7. In an article reporting on multimedia products (including Monty Python's Complete Waste of Time) premiered at Comdex (the most important computer trade show), David English (1994) reported that the "highlight of the evening" was when the crowd of computer professionals sang Python's "The Lumberjack Song" along with the CD-ROM.
8. The action/adventure film may also show how films may alternate between spectacle and narrative. The advancing plot in an action/adventure film frequently comes to a halt to present a moment of spectacle (a car chase, a city exploding under alien attack). These relatively self-enclosed moments may be more quotable and therefore more able to be included in CD-ROM adaptations. This harkens back to the concept of "attractions" pioneered by Sergei Eisenstein and further advanced by Tom Gunning. (1986) An attraction (like a circus sideshow or a sexy picture) appeals to an audience without requiring narrative setup. Gunning has used this term to describe early cinema, which tended to present such attractions without much narrative justification. To the extent that our blockbuster cinema is returning toward a cinema of attractions, this may help designers adapt more quotable films to nonlinear media.
9. Hutcheon differentiates parody from other related forms. Parody is more specific than mere intertextuality, since intertextual citation can be made without ironic intent. Allusion emphasizes the correspondence between two texts, while parody emphasizes the difference. Parody's target is always another text or genre of texts (and so it tends to mock the form of these texts), while satire's target is something besides texts in the outside world. (36-44)
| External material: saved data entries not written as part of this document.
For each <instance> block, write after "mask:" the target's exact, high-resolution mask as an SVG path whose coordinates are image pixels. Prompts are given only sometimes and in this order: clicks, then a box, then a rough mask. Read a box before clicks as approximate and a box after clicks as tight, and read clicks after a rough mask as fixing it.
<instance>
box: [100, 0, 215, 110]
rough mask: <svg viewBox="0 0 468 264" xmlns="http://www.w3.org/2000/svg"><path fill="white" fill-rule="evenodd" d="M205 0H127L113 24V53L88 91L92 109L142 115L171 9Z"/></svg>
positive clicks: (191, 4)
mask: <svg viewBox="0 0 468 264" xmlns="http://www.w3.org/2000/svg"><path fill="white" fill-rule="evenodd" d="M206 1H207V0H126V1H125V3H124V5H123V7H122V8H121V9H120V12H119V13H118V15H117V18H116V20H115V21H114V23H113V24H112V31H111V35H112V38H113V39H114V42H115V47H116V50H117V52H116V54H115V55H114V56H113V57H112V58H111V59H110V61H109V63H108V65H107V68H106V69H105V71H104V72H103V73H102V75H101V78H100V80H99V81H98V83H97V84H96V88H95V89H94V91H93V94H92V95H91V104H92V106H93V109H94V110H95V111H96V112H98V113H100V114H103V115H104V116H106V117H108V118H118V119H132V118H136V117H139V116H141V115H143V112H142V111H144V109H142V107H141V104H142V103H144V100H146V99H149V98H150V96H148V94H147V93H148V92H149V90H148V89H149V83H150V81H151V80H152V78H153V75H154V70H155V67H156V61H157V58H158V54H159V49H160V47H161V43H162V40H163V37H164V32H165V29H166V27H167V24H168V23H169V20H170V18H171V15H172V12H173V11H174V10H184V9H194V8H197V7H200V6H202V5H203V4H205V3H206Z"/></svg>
10. Interestingly, many people who appreciate the film seem to only have the vaguest notion of the original Arthurian stories. In fact, one friend of mine told me that most of what he knows about Arthur he learned from Grail. This reverses a basic assumption about the nature of parody: that one has to know the text(s) being parodied before one can make sense out of the parody. Since audiences who encounter the parody before they discover the original material can not only make sense but gain pleasure from Grail, this calls for a revision. Audiences can and do read parodies without knowing the original, although literary scholars may assume that full knowledge is required to appreciate parodies.
I believe that parody contains information about the texts being parodied which allows novice audiences to learn about the original text. Implicit in the parody is some hint of the original. Once they recognize the ironic intent of parody, novice audiences can read the parody and extrapolate to the original material. The ironic stance provides pleasure for the audience, while they are able to reconstruct a sense of what is being parodied.
11. For instance, see Landow (1992, 137-138); Landow and Delany (1991, 6).